The Rajmahal Traps is a volcanic igneous province in Eastern India, covering the parts of Jharkhand, West Bengal and Meghalaya. The Rajmahal Hills of Jharkhand is the type area of this province. Multiple layers of solidified lava made the 608 m Rajmahal Traps which are dipping 2–5° towards the north-east. Individual layers vary in thickness from less than 1 m to more than 70 m.

==Genesis==
These volcanic rocks were formed from the eruptions over the Kerguelen hotspot in the early Cretaceous. The similarity between the geochemical data of Rajmahal volcanos and lavas of the Kerguelen Plateau confirms this.

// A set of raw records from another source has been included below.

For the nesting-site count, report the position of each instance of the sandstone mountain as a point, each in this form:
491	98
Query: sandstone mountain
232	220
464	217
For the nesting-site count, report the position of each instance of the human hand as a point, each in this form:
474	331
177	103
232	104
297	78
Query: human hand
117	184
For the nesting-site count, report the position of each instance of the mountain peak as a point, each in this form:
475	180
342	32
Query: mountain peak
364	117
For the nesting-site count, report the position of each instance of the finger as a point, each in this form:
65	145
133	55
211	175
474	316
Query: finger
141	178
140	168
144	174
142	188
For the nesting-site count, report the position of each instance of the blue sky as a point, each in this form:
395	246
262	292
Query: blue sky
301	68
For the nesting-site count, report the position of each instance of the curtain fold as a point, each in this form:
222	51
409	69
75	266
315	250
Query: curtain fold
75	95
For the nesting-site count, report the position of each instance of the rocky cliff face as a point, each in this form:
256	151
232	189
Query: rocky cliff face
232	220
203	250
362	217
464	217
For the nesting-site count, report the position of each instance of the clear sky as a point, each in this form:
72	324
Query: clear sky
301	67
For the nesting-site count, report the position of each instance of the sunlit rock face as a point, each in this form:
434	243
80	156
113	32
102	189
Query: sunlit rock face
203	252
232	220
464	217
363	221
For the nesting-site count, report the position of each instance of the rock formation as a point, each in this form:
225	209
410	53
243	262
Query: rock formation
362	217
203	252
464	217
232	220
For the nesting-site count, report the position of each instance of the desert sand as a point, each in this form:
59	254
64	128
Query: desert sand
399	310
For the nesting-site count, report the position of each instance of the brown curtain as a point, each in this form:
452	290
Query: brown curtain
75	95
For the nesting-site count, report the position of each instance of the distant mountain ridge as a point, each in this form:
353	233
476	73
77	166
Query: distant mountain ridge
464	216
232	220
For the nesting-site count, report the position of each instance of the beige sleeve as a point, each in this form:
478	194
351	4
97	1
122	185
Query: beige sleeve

According to plate tectonics, the Indian subcontinent was over this hot spot during the Cretaceous Period.

The original lava flow covered an area of nearly 4100 sqkm. Below the Bengal basin the flows cover 200000 sqkm.

==Lithology==
The Rajmahal volcanics are predominantly tholeiitic basalt, quartz tholeiite, olivine tholeiite and alkali basalt. The Intertrappean Beds are composed of sedimentary rock such as siltstone, claystone and shale.

==Structural evolution==
The western boundary of the Rajmahal Traps is faulted and down-thrown towards the east. The eastern boundary of this trap has a North-South trending, fault-controlled basement. This basement connects the Purnea basin of the Ganga valley with the Bengal basin. These faulted contacts, along with the Damodar Gondwana graben, form a triple junction at the mouth of the Bengal basin. The traps evolved along the then eastern continental margin of India, following rifting of Gondwanaland. Over the epochs, the upper part of the lava deformed in a cold, brittle fashion and formed graben structures.

==Fossils==
The Intertrappean Beds contain an assemblage of Lower Cretaceous plant fossils. The assemblage includes Cladophlebis indica, Dictyozamites indicus, Taeniopteris spatulata, and Brachyphyllum rhombium.